La alternativa no es ser inflexible, sino ser previsible. Que en casa se note que hay adultos que sostienen. Y que el cariño no depende de si el niño está encantador o imposible. Hay que mantener a la vez el amor y la exigencia, es lo que llamamos “exigencia amable”.
¿Cómo disfrutar de la maternidad y de la paternidad con las exigencias de hoy en día, que parecen muy superiores a las de otras generaciones?
Educar nunca ha sido tarea fácil. No lo tenemos ni mejor ni peor que en otros tiempos. Es verdad que antes no había móviles ni redes sociales, pero existían otras variables igual de conflictivas. En todas las épocas nos hemos enfrentado a una dificultad esencial: nadie te enseña a ser padre, a ser madre.

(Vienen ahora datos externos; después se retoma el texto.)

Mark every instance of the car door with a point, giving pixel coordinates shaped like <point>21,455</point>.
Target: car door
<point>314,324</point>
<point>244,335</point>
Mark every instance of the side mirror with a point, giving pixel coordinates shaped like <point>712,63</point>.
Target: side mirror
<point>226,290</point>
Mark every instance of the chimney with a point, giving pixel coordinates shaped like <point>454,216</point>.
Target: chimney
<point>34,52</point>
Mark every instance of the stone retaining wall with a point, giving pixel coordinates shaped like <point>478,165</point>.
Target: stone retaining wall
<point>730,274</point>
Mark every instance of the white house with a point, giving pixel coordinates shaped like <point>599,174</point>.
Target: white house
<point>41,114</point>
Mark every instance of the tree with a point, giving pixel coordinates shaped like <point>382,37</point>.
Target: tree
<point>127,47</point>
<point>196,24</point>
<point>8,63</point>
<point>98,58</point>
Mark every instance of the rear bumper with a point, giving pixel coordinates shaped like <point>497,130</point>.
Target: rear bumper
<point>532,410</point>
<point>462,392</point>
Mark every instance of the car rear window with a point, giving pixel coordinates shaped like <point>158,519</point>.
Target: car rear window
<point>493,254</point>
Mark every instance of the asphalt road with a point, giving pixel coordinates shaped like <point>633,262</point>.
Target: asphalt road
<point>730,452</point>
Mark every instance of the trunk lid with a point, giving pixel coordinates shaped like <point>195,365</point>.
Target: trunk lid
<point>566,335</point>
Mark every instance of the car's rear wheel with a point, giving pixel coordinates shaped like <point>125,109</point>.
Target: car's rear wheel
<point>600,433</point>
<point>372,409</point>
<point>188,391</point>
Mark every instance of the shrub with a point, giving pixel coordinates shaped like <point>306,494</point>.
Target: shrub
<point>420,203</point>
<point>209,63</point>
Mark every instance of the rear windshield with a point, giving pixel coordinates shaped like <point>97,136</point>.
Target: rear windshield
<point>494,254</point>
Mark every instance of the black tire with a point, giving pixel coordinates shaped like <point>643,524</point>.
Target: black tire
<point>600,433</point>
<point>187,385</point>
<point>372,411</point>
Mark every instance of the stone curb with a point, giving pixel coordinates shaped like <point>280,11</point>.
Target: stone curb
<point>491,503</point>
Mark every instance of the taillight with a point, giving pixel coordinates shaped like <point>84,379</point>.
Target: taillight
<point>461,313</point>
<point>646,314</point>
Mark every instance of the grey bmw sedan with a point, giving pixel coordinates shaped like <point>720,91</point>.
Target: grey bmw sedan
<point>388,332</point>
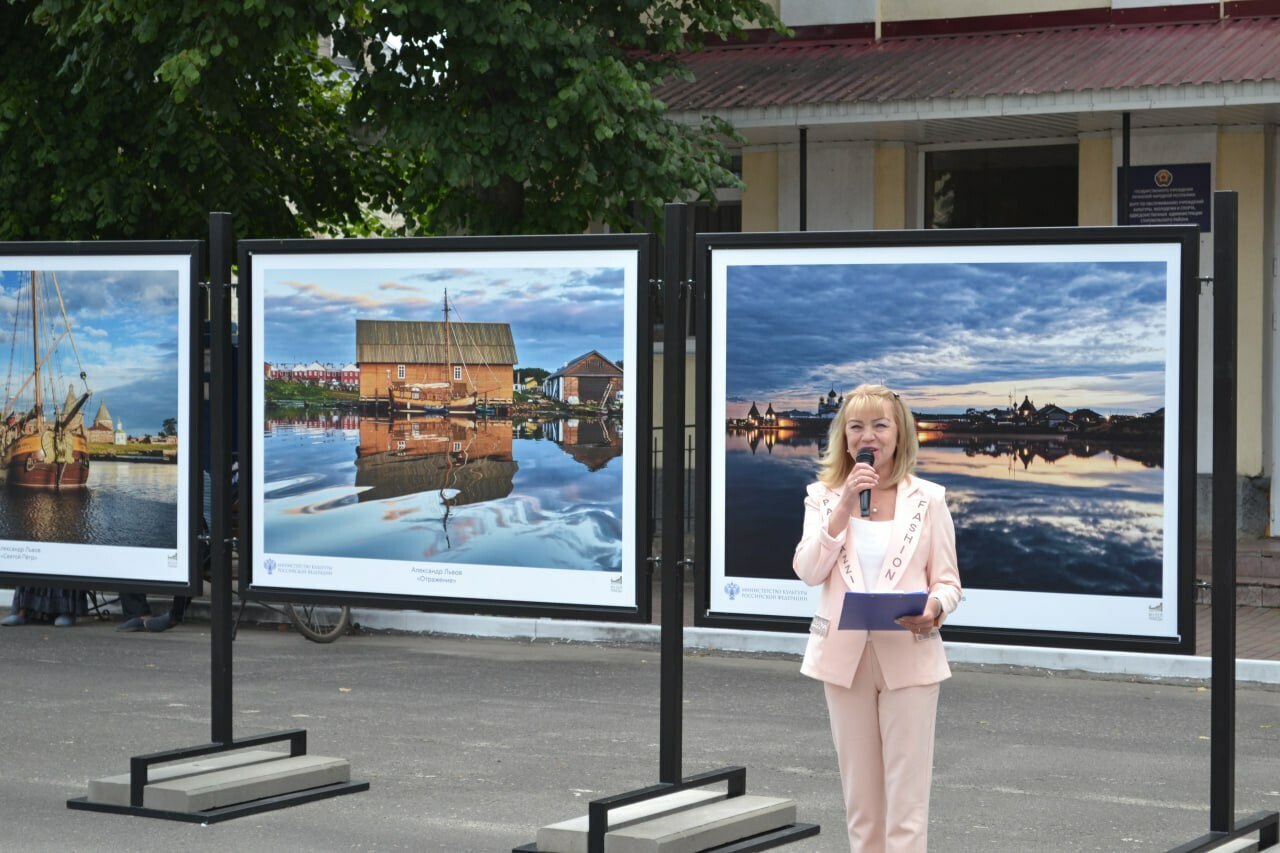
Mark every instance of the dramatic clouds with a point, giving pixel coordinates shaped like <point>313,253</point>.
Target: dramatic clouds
<point>554,313</point>
<point>950,336</point>
<point>124,324</point>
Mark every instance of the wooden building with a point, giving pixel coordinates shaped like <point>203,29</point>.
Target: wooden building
<point>480,357</point>
<point>588,379</point>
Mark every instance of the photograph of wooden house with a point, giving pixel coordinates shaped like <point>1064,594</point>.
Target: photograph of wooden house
<point>434,366</point>
<point>589,379</point>
<point>449,461</point>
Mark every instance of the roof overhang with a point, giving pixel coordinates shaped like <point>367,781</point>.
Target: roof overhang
<point>1005,86</point>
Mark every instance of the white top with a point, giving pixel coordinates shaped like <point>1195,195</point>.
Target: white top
<point>871,543</point>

Por eso, decimos que lo más importante en la educación de los hijos es la formación de los padres.
Todos los conflictos son nuevos y viejos a la vez. Hay métodos que funcionan y otros que no. Y eso implica responsabilidad: la de marcar un rumbo, sostenerlo y corregir cuando toca. Pero también tiene algo precioso: es un privilegio. El privilegio de influir para bien, de dejar huella, de ofrecer herramientas que les servirán cuando no estemos a su lado. Quizá lo que más necesitamos en nuestros días sea poner en práctica el lema ilustrado aplicado a nuestra realidad: Educare aude! (¡Atrévete a educar!) … Pero eso lo trataremos en el próximo libro.